Arbeitgeberlexikon


Eine Abfindung ist eine einmalige Geldzahlung des Arbeitgebers, die dieser aus Anlass der Beendigung eines Arbeitsverhältnisses leistet.

Kei­ne Ab­fin­dung, son­dern ei­ne Aus­gleichs­zah­lung ei­ge­ner Art ist der Aus­gleichs­an­spruch des Han­dels­ver­tre­ters gemäß § 89b Han­dels­ge­setz­buch (HGB) und die Karrenzentschädigung nach § 74 HGB bei nachvertraglichem Wettbewerbsverbot.

Wegen Beendigung des Arbeitsverhältnisses gezahlte Abfindungen sind seit 2008 grundsätzlich lohnsteuerpflichtig. Beiträge zur Sozialversicherung fallen nicht an, soweit mit der Abfindung nur der Verlust des Arbeitsplatzes abgegolten wird. Werden mit der Abfindung hingegen auch vertraglich geschuldete Leistungen wie unbezahlte Überstunden oder Urlaubsansprüche abgegolten, wird die Abfindung zum beitragspflichtigen Arbeitsentgelt im Sinne § 14 SGB IV. Gleiches gilt für Abfindungen, die wegen Änderung der Vertragsbedingungen bei Fortsetzung des Arbeitsverhältnisses (z.B. bei Reduzierung der Arbeitszeit) gezahlt werden, da die Abfindung nicht wegen der Beendigung des Arbeitsverhältnisses gezahlt wird. Die Höhe der Lohnsteuer bemisst sich bei Abfindungen nach der sogenannten Fünftelregelung, d.h. einer ermäßigten Besteuerung, soweit die Abfindungszahlung in einem Veranlagungszeitraum erfolgt und eine Zusammenballung von Einkünften (Arbeitseinkommen und Abfindung) vorliegt. Die Abfindung als sonstiger Bezug wird gem. § 39b EStG mit einem Fünftel angesetzt und die für dieses Fünftel nach der Jahressteuertabelle ermit­telte Steuer verfünffacht. Der bei ho­hen sonstigen Bezügen progressiv ansteigende Steuertarif soll so gemin­dert werden. Die Fünftelregelung muss angewendet werden, wenn die Voraussetzungen vorliegen, es sei denn die Anwendung führt bei dem Arbeitnehmer zu einer höheren Steu­erlast.

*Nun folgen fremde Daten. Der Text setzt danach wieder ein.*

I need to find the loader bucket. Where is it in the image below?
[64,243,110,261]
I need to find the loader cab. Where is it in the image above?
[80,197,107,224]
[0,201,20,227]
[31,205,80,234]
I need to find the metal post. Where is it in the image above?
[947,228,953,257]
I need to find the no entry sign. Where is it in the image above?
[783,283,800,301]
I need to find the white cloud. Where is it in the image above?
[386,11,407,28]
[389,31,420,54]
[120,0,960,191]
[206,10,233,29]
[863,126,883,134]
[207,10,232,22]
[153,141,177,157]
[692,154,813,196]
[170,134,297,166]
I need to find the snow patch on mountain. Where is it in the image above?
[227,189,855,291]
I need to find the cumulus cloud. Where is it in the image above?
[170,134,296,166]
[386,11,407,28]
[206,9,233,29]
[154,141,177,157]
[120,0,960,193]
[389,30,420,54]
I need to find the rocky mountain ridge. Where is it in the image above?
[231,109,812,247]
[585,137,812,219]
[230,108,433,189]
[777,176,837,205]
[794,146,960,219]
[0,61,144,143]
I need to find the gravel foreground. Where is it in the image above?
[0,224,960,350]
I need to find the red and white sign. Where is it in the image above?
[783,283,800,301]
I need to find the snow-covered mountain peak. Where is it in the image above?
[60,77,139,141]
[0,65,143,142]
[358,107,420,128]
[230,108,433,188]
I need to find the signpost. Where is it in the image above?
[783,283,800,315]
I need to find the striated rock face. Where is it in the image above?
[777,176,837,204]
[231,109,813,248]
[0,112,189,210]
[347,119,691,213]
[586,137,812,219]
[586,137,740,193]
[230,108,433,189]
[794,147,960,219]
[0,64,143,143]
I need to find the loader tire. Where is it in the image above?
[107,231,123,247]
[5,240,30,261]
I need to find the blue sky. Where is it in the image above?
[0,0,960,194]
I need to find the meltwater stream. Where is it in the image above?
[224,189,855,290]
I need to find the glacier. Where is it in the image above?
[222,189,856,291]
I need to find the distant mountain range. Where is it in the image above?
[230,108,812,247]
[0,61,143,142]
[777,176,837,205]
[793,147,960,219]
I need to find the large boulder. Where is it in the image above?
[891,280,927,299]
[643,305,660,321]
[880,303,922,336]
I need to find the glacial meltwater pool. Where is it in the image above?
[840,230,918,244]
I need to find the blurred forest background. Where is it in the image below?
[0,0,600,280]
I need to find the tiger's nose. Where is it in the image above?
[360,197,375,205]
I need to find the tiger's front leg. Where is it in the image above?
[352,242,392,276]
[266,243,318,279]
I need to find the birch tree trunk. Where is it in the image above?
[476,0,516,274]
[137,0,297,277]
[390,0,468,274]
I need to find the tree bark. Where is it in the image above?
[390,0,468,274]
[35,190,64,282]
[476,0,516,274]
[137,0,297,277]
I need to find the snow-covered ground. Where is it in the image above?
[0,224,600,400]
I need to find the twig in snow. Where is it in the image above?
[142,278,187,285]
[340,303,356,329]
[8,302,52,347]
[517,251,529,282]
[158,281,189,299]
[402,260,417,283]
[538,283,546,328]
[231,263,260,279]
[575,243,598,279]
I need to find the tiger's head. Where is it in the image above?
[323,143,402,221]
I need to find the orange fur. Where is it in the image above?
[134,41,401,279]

Für Grenzgänger ist zu beachten, dass eine Abfindung im Ansässigkeitsstaat des Mitarbeiters besteuert wird (BFM-Schreiben v. 12.11.14, IV B 2 - S 1300/08/10027. Maßgeblich ist grundsätzlich der Zeitpunkt der Auszahlung (BFH-Urteil vom 24. Februar 1988, BStBl. II S. 819; BFH-Urteil vom 10. Juli 1996, BStBl. 1997 II S. 341).

Hinweis: Die Vereinbarung eines Abfindungsvergleichs kann bei Nichteinhaltung der vertraglich vereinbarten, einer tariflichen oder gesetzlichen Kündigungsfrist gemäß § 158 SGB III zum Ruhen des Anspruchs auf ALG I führen. Weiterführende Informationen enthält auch das Merkblatt 17 der Bundesagentur für Arbeit „Berücksichtigung von Entlassungsentschädigungen für Arbeitnehmerinnen und Arbeitnehmer".